Leggevo un documento scritto da Christopher Balding e Joe Wu in cui si parla di una macchina per preparare il caffè che è connessa ad Internet e che invia informazioni più o meno sensibili in Cina.
Il documento originale lo potete trovare a questo indirizzo nel caso vi interessi: Chinese Data Collection on Internet of Things Connected Devices: The Case of Smart Coffee Machines
Il documento è interessante ma, secondo la mia opinione non rivela nulla di particolarmente nuovo.
Partiamo dall’assunto che nelle nostre case ci sono una enorme quantità di oggetti che sono, in qualche modo, connessi ad Internet. Alcuni lo sono direttamente, altri lo sono per mezzo di applicazioni satelliti che vivono sui nostri smartphone.
E’ la tanto discussa Internet delle Cose, che di per sé rimane una figata pazzesca ma, troppo spesso, realizzata in stile armata Brancaleone.
E’ ben evidente che qualsiasi oggetto che è connesso ad Internet scambia dei dati con un’altra entità. Su questo non ci piove e, di fatto, gli oggetti non potrebbero funzionare se così non fosse. Gli altoparlanti Sonos che stanno in tutte le mie stanze non potrebbero riprodurre la musica di Spotify se non si collegassero ad Internet.
Qui, così come descritto nel documento di Balding e Wu, ma anche da tanti altri, cominciano i problemi.
In primo luogo non siamo certissimi di quali informazioni vengono scambiate con i sistemi remoti. Nel caso della macchina del caffè insieme a dati meno sensibili come la quantità di latte che vuoi nel caffè vengono scambiate informazioni sui metodi di pagamento e sulla posizione della macchina del caffè. Dati, questi, decisamente sensibili.
Nel caso specifico i due ricercatori sono venuti in possesso di una copia del database su cui questi dati sono stati salvati e quindi possono parlarne a ragion veduta.
Il problema si pone comunque per qualsiasi oggetto che sia connesso ad Internet. Siamo davvero tutti a conoscenza della quantità e della qualità dei dati che vengono trasmessi e, molto probabilmente, immagazzinati in sistemi remoti?
Quanta consapevolezza abbiamo riguardo questo argomento. In generale piuttosto poca e questo è un problema.
Potremmo dire che abbiamo il GDPR che dovrebbe, in qualche modo, difenderci. Nel caso della macchina del caffè il produttore non sembra farci molto caso.

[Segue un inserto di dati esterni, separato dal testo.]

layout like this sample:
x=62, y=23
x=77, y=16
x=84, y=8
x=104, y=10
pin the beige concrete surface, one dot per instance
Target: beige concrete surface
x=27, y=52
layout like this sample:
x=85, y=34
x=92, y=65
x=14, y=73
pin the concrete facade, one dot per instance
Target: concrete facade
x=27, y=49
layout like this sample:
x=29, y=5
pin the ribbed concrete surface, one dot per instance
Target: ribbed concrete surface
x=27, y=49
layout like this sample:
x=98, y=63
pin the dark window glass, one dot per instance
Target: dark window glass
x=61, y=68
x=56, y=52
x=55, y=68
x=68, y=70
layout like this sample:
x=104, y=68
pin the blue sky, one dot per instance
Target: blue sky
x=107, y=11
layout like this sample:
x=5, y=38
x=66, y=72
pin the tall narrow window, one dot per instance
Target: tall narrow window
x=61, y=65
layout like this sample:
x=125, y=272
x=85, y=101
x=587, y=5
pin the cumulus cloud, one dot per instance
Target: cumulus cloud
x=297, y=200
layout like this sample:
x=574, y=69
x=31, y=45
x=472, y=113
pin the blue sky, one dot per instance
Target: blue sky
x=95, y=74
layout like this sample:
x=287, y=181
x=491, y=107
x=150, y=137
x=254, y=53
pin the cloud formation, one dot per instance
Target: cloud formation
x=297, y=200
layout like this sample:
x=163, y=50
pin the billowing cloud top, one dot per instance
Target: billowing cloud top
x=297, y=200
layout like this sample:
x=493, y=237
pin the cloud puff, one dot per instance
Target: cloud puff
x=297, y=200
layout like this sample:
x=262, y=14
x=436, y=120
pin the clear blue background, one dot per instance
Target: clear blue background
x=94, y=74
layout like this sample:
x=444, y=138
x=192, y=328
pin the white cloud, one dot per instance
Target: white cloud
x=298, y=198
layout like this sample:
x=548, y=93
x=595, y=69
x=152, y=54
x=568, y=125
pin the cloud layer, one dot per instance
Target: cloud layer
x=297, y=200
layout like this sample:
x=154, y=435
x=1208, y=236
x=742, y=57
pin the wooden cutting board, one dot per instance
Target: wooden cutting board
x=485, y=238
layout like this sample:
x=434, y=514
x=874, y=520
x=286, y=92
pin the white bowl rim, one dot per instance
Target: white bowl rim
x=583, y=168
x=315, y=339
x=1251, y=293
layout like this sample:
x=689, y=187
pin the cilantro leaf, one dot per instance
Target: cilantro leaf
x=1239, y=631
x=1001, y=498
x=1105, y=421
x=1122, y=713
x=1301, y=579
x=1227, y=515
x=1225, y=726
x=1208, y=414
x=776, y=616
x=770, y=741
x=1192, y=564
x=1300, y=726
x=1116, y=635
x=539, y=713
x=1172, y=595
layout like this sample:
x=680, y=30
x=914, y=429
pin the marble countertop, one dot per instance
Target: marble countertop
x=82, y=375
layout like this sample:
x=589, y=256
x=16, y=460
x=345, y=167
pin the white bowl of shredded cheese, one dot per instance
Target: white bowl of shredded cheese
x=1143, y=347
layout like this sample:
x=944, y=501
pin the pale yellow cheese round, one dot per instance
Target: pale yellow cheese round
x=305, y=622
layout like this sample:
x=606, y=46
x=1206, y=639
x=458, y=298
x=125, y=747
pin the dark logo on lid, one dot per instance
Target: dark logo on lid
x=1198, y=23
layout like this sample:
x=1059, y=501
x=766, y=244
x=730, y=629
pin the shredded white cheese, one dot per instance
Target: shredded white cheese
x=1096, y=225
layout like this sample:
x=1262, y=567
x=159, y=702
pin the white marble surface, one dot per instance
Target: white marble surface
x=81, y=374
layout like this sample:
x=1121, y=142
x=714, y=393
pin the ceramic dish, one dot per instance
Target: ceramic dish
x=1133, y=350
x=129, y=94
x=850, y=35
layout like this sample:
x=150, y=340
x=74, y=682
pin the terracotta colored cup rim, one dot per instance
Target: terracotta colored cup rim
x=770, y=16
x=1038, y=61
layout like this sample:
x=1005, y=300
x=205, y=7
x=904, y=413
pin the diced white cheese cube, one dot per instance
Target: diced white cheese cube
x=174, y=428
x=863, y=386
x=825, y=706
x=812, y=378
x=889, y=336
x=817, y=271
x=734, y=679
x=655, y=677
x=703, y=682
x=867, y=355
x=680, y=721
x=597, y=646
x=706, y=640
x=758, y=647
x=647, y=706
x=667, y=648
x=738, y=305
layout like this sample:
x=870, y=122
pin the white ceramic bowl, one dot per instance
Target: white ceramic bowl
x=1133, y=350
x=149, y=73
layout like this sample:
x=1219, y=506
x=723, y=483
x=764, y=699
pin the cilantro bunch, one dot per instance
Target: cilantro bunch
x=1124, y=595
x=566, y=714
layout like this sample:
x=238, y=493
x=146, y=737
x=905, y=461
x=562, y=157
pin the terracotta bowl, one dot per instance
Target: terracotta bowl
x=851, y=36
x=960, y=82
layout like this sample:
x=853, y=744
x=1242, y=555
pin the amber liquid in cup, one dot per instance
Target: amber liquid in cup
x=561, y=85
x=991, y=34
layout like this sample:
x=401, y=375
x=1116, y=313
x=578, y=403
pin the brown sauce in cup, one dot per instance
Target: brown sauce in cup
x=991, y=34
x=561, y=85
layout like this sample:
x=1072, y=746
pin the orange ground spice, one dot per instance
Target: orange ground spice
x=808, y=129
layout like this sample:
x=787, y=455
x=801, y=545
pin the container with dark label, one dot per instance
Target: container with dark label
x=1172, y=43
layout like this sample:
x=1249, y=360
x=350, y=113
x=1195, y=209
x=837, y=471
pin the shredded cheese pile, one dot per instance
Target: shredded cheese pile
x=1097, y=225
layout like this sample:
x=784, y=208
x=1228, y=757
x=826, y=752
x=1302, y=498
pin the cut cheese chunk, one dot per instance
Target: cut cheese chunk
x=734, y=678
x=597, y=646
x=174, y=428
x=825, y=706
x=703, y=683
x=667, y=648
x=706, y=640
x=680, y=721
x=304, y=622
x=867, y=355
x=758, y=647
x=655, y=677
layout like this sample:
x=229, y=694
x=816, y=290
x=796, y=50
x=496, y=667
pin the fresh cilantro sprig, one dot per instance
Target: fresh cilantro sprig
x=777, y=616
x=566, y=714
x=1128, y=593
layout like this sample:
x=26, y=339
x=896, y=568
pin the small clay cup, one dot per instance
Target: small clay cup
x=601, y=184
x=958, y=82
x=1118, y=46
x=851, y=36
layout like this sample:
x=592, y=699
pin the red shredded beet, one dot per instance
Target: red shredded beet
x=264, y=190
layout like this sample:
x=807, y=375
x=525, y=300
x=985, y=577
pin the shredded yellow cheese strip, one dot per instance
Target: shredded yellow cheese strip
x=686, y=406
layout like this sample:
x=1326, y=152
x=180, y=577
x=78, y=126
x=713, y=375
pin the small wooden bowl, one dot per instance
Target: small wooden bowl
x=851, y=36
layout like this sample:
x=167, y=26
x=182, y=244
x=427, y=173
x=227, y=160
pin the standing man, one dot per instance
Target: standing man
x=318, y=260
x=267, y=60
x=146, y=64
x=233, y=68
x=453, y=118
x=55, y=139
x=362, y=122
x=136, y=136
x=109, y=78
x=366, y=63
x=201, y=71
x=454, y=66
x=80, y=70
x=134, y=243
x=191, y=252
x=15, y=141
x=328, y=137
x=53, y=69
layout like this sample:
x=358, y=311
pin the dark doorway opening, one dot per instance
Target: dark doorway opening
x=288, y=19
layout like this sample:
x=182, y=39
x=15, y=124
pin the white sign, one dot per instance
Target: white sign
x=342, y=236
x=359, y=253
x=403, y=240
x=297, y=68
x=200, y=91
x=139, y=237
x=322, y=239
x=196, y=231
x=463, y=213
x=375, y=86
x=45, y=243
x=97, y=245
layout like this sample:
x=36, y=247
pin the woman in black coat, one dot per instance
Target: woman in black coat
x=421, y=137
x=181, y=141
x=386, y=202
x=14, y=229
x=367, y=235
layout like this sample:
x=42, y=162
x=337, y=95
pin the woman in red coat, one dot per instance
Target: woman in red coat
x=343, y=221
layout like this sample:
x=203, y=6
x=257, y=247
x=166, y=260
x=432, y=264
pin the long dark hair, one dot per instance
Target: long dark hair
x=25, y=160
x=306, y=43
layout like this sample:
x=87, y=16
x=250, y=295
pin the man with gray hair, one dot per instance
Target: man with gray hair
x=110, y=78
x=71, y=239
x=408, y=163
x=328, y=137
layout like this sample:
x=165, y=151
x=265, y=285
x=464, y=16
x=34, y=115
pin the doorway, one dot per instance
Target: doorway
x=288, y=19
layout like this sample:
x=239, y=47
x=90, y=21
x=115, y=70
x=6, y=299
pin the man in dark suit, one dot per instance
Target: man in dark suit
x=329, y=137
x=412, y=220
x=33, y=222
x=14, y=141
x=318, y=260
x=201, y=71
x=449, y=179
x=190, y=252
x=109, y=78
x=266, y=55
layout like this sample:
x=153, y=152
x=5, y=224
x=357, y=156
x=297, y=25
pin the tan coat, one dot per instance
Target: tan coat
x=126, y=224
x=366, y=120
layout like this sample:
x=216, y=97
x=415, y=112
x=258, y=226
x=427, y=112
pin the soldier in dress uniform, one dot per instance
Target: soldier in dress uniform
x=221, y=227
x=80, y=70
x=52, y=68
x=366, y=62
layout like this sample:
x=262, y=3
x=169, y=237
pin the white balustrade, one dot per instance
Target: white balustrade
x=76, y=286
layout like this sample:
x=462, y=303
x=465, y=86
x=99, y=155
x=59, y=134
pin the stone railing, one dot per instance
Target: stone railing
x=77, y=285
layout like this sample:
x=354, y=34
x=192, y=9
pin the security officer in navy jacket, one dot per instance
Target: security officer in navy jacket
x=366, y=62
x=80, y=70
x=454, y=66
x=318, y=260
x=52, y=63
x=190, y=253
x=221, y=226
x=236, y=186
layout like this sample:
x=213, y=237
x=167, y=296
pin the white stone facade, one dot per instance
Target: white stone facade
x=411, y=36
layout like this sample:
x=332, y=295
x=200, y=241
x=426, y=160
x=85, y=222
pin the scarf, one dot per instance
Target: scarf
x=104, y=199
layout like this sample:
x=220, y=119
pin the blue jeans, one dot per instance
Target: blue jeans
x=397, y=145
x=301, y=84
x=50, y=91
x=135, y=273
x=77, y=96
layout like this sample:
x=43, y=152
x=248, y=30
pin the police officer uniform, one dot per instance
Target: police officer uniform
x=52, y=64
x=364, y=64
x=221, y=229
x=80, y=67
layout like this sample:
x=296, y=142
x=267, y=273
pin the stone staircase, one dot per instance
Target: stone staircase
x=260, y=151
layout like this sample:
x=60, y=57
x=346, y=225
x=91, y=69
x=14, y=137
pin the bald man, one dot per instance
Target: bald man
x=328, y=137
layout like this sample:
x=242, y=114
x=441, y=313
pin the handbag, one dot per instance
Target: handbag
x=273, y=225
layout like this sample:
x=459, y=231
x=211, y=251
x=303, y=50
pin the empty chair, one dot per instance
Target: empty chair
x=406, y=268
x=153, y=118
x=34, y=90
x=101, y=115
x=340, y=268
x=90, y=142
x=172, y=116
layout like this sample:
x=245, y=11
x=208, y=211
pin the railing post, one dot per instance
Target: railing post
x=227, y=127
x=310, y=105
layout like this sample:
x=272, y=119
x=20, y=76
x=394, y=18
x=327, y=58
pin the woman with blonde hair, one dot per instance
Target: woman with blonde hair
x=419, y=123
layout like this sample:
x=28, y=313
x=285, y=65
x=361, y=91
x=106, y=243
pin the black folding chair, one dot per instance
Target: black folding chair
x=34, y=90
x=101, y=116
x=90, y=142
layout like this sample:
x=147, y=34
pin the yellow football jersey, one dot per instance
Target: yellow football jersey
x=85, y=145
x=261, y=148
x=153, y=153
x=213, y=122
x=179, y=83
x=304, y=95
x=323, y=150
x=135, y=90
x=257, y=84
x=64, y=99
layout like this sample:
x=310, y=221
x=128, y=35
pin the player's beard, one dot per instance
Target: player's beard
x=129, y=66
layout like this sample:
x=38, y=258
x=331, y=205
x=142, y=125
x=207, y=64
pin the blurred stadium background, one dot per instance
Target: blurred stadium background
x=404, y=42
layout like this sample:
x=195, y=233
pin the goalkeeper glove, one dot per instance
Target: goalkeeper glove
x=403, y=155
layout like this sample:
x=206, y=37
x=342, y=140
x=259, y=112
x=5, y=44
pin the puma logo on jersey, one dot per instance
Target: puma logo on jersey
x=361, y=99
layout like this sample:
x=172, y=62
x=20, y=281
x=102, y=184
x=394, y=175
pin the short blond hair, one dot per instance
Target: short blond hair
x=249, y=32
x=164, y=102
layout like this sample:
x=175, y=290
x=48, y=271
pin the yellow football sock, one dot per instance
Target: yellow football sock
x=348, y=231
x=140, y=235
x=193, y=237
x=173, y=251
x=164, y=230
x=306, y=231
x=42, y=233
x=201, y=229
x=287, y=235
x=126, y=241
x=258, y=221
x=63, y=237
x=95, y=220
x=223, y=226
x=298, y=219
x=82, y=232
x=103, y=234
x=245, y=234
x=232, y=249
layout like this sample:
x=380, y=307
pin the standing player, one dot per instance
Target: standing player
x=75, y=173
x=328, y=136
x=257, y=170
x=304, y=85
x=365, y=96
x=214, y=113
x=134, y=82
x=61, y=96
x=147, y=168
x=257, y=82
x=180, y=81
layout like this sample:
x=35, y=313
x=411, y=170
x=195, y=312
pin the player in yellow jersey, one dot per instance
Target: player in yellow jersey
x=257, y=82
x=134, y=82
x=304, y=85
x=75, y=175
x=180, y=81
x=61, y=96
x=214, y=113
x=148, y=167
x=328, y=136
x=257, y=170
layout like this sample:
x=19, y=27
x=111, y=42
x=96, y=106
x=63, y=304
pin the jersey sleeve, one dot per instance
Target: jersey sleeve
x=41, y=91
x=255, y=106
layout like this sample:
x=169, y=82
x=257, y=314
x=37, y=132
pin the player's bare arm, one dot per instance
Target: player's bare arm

Il problema secondario è la sicurezza dei sistemi che ci mettiamo in casa. Essendo per la maggior parte prodotti consumer, devono costare poco. Se devono costare poco lo sforzo che posso spendere per renderli sicuri dal punto di vista informatico è modesto. Se lo sforzo è modesto uno bravo riesce a manometterli con un ragionevole sforzo e quantità di tempo.
Questo credo sia un altro dei problemi fondamentali. Vale per tutti, anche i nome più blasonati. Tempo fa avevo un router WiFi/UMTS. Per giocare ho provato a tentare di manometterlo un pochino dato che se ne stava nel cassetto a fare nulla. Non parlo del brand perché non è necessario. Long story short: scarico la configurazione del router in un file JSON, vedo una voce “telnet: false”, cambio la voce in “telnet: true”, mi collego al router con l’account root, mi viene chiesta la password, premo invio e mi ritrovo con un bel prompt di shell con i privilegi di root.
Quindi il problema è molto più vasto di quello evidenziato nel documento di cui ho parlato poco sopra.